Frequently asked questions
What is prompt-based keyword research?
It is the practice of finding the real conversational prompts and questions people ask AI engines, then organizing them into clusters you can answer and be cited for. Instead of starting from head terms ranked by search volume, you start from how people actually phrase requests to assistants and expand a seed into that question space. The output is a prioritized map of prompts to answer rather than a keyword list, which aligns with how AI search receives and answers demand.
How is it different from normal keyword research?
Normal keyword research starts from seed keywords, pulls search volume, and targets head terms with a page each. Prompt-based research starts from the real prompts people give AI, full questions and comparisons, and prioritizes by intent and citability rather than raw volume.

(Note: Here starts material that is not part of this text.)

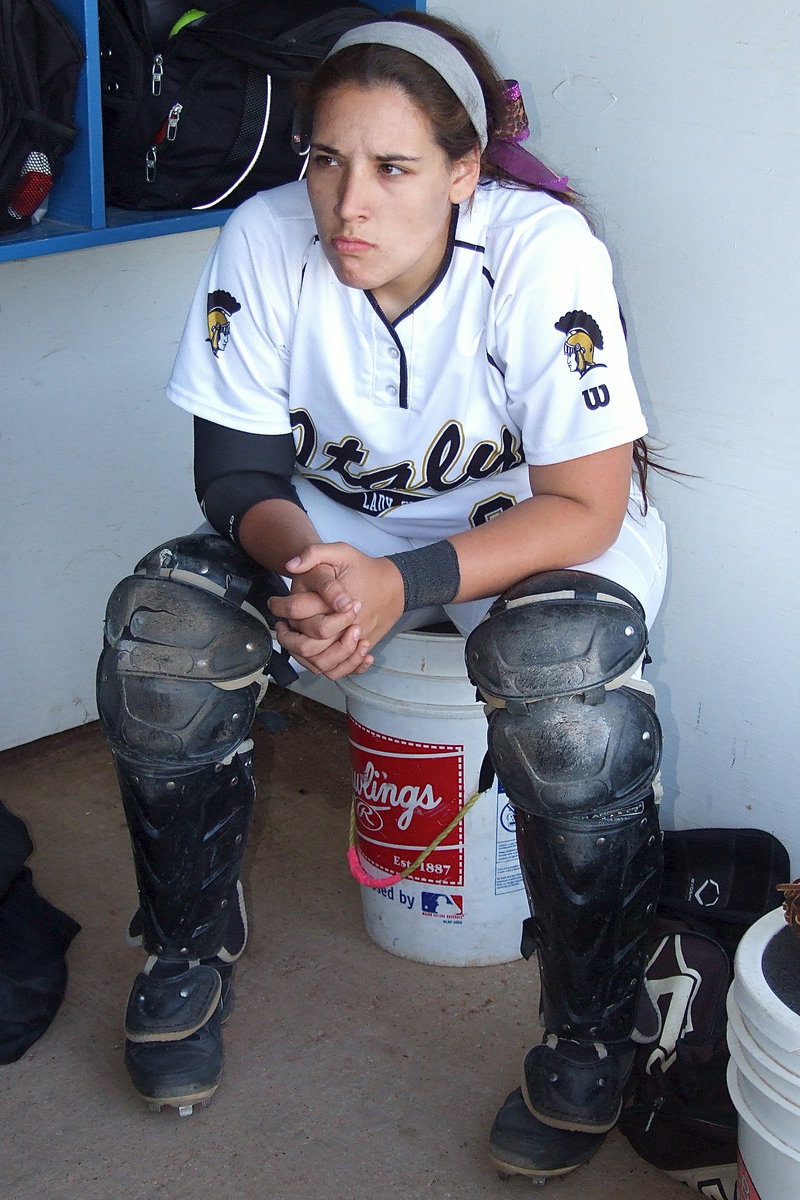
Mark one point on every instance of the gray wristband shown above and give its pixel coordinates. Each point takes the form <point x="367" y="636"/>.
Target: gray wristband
<point x="431" y="575"/>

Because AI answers are triggered by long, natural-language prompts and assembled from many sub-questions, prompt-based research captures demand in the form AI engines actually answer, where a classic keyword list falls short.
How do I find the prompts people actually use?

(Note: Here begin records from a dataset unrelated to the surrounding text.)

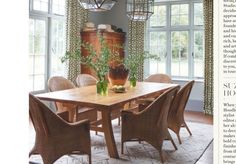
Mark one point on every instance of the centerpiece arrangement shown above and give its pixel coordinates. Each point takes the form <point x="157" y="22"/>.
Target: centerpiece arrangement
<point x="108" y="65"/>
<point x="98" y="62"/>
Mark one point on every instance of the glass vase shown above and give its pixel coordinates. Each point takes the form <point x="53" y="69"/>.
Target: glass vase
<point x="133" y="81"/>
<point x="102" y="87"/>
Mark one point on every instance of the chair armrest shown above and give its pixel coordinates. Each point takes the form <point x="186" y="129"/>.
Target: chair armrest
<point x="145" y="100"/>
<point x="85" y="122"/>
<point x="64" y="115"/>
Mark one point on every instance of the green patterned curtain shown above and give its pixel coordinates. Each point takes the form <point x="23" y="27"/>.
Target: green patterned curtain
<point x="208" y="77"/>
<point x="136" y="42"/>
<point x="76" y="17"/>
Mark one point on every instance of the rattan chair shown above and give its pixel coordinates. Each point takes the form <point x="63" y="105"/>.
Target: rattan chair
<point x="176" y="113"/>
<point x="150" y="124"/>
<point x="56" y="137"/>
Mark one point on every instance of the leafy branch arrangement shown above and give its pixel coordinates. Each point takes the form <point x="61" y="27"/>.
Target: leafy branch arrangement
<point x="99" y="63"/>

Gather authentic language from where it occurs: the questions your sales and support teams hear, autocomplete and people-also-ask suggestions, the communities where your audience discusses your category, and the AI engines themselves as you observe how they phrase and follow up on a topic. The goal is to capture how people really request help, not internal product jargon. A research tool can then expand a seed into the longtail and question-level prompts at scale, grouped by intent and cluster.
How do I turn prompt research into content?

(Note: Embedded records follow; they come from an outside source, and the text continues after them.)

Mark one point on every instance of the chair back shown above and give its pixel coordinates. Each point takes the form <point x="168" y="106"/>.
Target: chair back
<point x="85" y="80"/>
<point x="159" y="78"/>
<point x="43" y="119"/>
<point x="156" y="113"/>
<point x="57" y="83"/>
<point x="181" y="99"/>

Map your prioritized prompts to pages and sections, and answer each prompt in a clear, self-contained passage an engine can lift, under a heading that matches the prompt. Cover the whole cluster rather than a single prompt, so you are eligible across the fan-out, and lead each answer with the direct response before the supporting detail. Then pair the content with genuine authority, since capturing the prompt makes you eligible while authority and clarity win the citation.